Duas dessas manifestações de caráter econômico podem ser mencionadas: a criação da Petrobrás e da Companhia Siderúrgica Nacional. A primeira, destinada a explorar o petróleo, desde a prospecção até a distribuição, em caráter monopolístico. A CSN, dedicada à indústria pesada.

Davam-se os primeiros passos no intenso processo de urbanização das capitais brasileiras, sobretudo. Tal processo, coerente com a forma entendida como desenvolvimento econômico, aprofundou-se nas últimas décadas, produzindo consequências semelhantes a experiências efetivadas em outros países. Dentre essas consequências, o êxodo rural, a negligência quanto à produção de alimentos para a população brasileira, o interesse por conquistar crescentes fatias do mercado internacional, os conflitos no campo e a repressão a movimentos de resistência popular.

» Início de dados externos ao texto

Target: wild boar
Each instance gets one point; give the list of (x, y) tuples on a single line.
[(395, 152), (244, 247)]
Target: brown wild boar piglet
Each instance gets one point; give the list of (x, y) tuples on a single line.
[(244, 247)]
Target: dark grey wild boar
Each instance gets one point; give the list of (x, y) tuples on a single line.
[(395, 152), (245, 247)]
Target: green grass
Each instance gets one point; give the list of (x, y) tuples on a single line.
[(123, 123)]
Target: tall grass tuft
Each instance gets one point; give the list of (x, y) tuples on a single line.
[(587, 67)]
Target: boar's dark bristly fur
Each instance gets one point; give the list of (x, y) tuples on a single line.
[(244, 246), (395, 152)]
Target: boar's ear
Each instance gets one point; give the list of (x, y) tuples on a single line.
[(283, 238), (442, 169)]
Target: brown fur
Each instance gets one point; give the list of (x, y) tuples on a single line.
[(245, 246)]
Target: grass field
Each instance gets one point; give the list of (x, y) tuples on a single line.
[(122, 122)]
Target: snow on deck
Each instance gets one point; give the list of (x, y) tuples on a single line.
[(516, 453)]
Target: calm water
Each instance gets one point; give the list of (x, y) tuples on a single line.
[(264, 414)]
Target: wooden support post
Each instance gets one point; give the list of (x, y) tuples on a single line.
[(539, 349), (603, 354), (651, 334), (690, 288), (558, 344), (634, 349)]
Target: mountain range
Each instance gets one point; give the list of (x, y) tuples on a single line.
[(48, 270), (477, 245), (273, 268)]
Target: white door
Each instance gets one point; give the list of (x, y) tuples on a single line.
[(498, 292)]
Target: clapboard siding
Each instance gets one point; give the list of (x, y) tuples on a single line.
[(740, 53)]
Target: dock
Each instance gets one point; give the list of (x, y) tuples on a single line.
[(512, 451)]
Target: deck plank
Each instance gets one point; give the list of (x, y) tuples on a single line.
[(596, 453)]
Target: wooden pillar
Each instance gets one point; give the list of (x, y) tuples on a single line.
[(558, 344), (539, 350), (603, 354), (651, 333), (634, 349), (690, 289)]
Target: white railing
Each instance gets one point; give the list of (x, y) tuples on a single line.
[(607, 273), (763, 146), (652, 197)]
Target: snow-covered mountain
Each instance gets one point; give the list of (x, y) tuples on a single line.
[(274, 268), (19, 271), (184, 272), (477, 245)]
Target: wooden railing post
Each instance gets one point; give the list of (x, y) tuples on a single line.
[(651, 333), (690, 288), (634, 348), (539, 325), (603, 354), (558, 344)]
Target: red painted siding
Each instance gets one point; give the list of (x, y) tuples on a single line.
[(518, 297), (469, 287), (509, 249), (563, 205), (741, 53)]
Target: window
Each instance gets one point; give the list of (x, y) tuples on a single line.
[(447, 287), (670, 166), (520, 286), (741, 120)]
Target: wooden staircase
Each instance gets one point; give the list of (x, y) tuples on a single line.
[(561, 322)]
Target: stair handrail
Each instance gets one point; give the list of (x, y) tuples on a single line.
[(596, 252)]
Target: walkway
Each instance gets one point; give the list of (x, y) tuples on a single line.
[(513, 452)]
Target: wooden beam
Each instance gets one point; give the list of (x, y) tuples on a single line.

Passado o hiato democrático (1946-1964), instaurou-se no País nova ditadura. Desta feita, o ensaio autonomista da Era Vargas fez-se substituir pelo alinhamento subordinado às políticas do governo norte-americano. Então, vimos o bolo crescer[3], ao mesmo tempo em que a tortura foi feita instrumento de convencimento e a delação de divergentes era duramente punida. Ás vezes, com a morte nas masmorras do sistema.

Do ponto de vista econômico, nada há que tenha beneficiado os brasileiros mais pobres. Ao contrário, à riqueza acumulada pela ínfima minoria dos capitalistas (?) nacionais, muitos dos quais associados minoritários dos capitais estrangeiros, correspondeu o crescimento da pobreza.

Passado o período autoritário (1964-1985), aprofundou-se a inserção subordinada da economia brasileira aos grandes capitais, muito por causa do processo de globalização em curso.

De novo o campo se viu envolvido nas novas formas de luta de classes.

Agora, o interesse por produzir para exportar veio acompanhado da introdução de inovações tecnológicas no campo, e as ameaças ao emprego e à remuneração dos trabalhadores (no campo, mas igualmente nas cidades) se fizeram mais intensas.

Daí podermos dizer que a luta iniciada por Antônio Vicente Mendes Maciel ainda não se destituiu de suas causas fundantes.




V- O Campesinato Brasileiro no Século XXI


Especialistas em economia agrária e nos problemas dos camponeses veem cada dia mais distante a oferta de oportunidades aos habitantes das cidades do interior do País. Se há algumas que apresentam crescimento econômico, nelas não se constata a superação dos problemas sociais próprios ao clima de desigualdade reinante. A violência grassa e estabelece certo pânico nos habitantes das cidades, não apenas nas de maior porte, sabido que cidades médias e algumas pequenas cidades espalhadas pelo País experimentam igual sensação.

No que concerne à paz no campo, estamos anos-luz de alcança-la.

Basta olhar os números colhidos pela Comissão Pastoral da Terra. Neles está registrada a verdadeira realidade vivida pelos que moram e – quando conseguem emprego – nele trabalham.

O conflito, longe de parecer com o de que participaram da Guerra de Canudos, tem várias facetas, nenhuma delas atribuível ao carisma ou fanatismo, menos ainda à hostilidade à república em ação.

O LEMTO – Laboratório de Estudos dos Movimentos Sociais e Territoriais informa serem quatro as características de nosso desenvolvimento agrário:


1. A persistência da concentração fundiária;

2. A crescente internacionalização da agricultura brasileira;

3. A transformação nas diretrizes produtivas da agropecuária;

4. A violência, a exploração do trabalho e a devastação ambiental.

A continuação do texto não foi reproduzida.